In this issue of Critical Care Medicine, the study by Pilcher et al (13) builds on this growing body of knowledge with their analysis of a comprehensive national database in Australia. Similar to the study by Kadri et al (9), the authors use a scoring system (the Activity Index) that assigns points to patients requiring 1:1 nursing care, invasive ventilation, renal replacement therapy (RRT), extracorporeal life support (ECLS), or COVID-19 isolation and then dividing by the total number of staffed beds. Once adjusted for patient-level risks, the authors demonstrate a nearly linear increase in mortality as the Activity Index increases, with an OR for in-hospital mortality increasing from a baseline of 1.0 at an index of 0, to 1.5 at indices of 0.5–1.0, to 2.0 at an index of 1.5, and so forth. Some of this increased mortality may be ascribed to patient acuity, despite the authors’ rigorous work to control for such factors; an ICU with an Activity Index of 0 has no patients on mechanical ventilation and no patients requiring 1:1 nursing, so mortality would be expected to be low. The increase in mortality above predicted levels makes this tool valuable, although its linear increase and the absence of a clear inflection point would make it challenging to operationalize from a systems perspective.

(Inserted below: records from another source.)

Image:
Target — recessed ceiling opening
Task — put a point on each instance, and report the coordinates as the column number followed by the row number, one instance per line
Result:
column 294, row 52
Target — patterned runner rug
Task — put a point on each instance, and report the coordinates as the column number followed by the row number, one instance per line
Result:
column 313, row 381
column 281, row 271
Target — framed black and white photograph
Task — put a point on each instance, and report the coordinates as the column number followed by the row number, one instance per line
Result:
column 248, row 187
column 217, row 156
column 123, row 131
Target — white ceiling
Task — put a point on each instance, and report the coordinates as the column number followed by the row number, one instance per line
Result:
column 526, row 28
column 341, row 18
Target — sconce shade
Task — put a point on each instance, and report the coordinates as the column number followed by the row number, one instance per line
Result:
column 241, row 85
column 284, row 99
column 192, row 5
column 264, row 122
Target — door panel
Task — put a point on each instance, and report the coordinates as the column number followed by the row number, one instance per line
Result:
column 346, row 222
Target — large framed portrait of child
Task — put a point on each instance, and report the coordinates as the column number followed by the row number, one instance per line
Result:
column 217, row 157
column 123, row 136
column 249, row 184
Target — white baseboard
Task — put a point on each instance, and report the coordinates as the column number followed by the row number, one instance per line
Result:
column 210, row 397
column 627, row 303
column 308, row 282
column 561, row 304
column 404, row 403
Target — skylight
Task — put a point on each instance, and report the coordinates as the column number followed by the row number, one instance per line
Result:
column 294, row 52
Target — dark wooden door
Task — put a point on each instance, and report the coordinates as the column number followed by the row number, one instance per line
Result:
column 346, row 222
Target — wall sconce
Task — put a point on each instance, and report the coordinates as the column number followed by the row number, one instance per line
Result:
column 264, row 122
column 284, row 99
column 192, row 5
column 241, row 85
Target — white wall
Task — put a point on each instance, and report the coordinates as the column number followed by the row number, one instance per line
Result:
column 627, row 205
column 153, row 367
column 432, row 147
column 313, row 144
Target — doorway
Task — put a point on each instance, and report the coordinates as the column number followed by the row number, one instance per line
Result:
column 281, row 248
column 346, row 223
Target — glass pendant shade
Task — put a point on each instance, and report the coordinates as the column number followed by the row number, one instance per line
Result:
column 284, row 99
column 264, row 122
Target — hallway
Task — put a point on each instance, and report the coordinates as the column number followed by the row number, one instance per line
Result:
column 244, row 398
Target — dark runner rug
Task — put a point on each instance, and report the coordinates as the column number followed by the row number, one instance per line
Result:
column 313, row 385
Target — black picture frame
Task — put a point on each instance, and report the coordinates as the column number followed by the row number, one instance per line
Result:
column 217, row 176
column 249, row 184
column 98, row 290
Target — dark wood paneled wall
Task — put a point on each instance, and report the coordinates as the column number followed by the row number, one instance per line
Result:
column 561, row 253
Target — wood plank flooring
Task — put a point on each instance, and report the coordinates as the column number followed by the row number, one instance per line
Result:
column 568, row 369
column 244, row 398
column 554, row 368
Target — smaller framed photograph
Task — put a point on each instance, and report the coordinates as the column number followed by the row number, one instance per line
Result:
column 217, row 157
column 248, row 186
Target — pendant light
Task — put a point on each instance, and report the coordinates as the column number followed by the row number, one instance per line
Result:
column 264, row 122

All of these scores use reasonable but somewhat arbitrary metrics, using methods that facilitate rapid calculation. One can debate why the surge index gives greater weight to invasive mechanical ventilation over noninvasive ventilation, for example, or why COVID-19 isolation alone is awarded an extra point in the Activity Index (when infection control precautions are not rare events in a typical ICU). One must also account for national differences in ICU nursing practice. Mechanically ventilated patients typically receive 1:1 nursing in the United Kingdom and Australia, for example, unlike the routine practice in the United States (although patients on continuous RRT or ECLS usually do). Despite these issues, the consistent results across multiple studies suggest a true association, one that cannot be explained away solely by patient-level factors such as acuity. This consistency in different epochs of the pandemic also supports strain as an independent risk factor. One could posit, for example, that higher mortality in studies conducted in early 2020 could be related to the experience of managing a new, highly acute disease. Some of the highest Activity Indices in the study by Pilcher et al (13), however, occurred in late 2021 and early 2022 (eTable 7 and eFig. 6 in [13]), at which time most critical care professionals were intimately familiar with the management of COVID-19.

Pilcher et al (13) have contributed a great deal in helping us answer the question posed at the beginning of this editorial: what are our limits? Taking the published data we have, it would appear that ICU mortality during the COVID-19 pandemic began to increase as ICU bed occupancy reached 75–85% of capacity, particularly when there were a high number of patients requiring invasive forms of organ support. This may be true as well during nonpandemic times. ICU strain can kill, and avoiding strain improves outcomes. As we learn to better define these inflection points for risk, we must simultaneously work to develop systems that permit load balancing to occur in an organized, proactive matter.